Just as Apple and Google are turning their voice assistants into chatbots, OpenAI is turning their chatbots into voice assistants.
On Monday, the San Francisco artificial intelligence startup announced a new version of its ChatGPT chatbot that can receive and respond to voice commands, images, and videos.
The company says the new app is based on an AI system called GPT-4o that can process audio, images, and video significantly faster than previous versions of the technology. The app will be available for free on both smartphones and desktop computers starting Monday.
“We are looking to the future of ourselves and our interactions with machines,” said Mira Murati, the company's chief technology officer.
The new app is part of a broader effort to combine conversational chatbots like ChatGPT with voice assistants like Google Assistant and Apple's Siri. As Google integrates its Gemini chatbot with Google Assistant, Apple is preparing a new version of Siri that will be more conversational.
OpenAI said it will gradually share the technology with users “over the coming weeks.” This is the first time ChatGPT is being offered as a desktop application.
The company previously offered similar technology within a variety of free and paid products. Now they are combined into a single system available for all products.

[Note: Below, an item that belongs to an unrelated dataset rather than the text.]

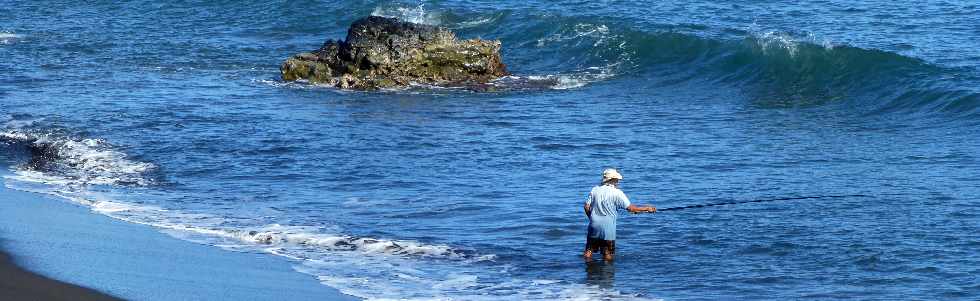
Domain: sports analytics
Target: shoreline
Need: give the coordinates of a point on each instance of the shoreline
(65, 249)
(20, 284)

During the event, which was streamed over the internet, Murati and her colleagues showed off a new app that responds to conversational voice commands, uses a live video feed to analyze math problems written on paper, and uses the app's I read out a playful story about the story. I wrote it on the spot.
New apps cannot generate videos. However, you can generate still images that represent frames of a video.
With the debut of ChatGPT in late 2022, OpenAI showed that machines process requests just like humans. You can also respond to conversational text prompts to answer questions, write periodic reports, and generate computer code.
ChatGPT was not driven by a set of rules. The technology acquired its skills by analyzing vast amounts of text culled from across the internet, including Wikipedia articles, books, and chat logs. Experts touted the technology as a potential replacement for search engines like Google and voice assistants like Siri.
The new version of the technology also learned from sounds, images, and videos. Researchers call this “multimodal AI.” Basically, companies like OpenAI have started combining chatbots with their AI image, audio, and video generators.
(The New York Times sued OpenAI and its partner Microsoft in December, alleging copyright infringement of news content related to its AI systems.)
Many hurdles remain when companies combine chatbots and voice assistants. Because chatbots learn their skills from internet data, they are prone to mistakes. In some cases, they can be completely fabricated information. This is a phenomenon that AI researchers call “hallucination.” These flaws are also affecting voice assistants.
Chatbots can generate persuasive words, but they are less adept at scheduling meetings or booking airplane flights. But companies like OpenAI are working to transform them into “AI agents” that can reliably handle these tasks.
OpenAI previously offered a version of ChatGPT that could accept voice commands and respond with voice. But it was a patchwork of three different AI technologies. One that converts speech to text, one that generates a text response, and one that converts that text to synthetic speech.
The new app is based on a single AI technology, GPT-4o, that can accept and generate text, audio, and images. This means the technology becomes more efficient and the company can afford to provide it to users for free, Murati said.
“Previously, there were delays as a result of three models working together,” Murati said in an interview with the New York Times. “You want an experience like the one we have, where you can have a very natural interaction.”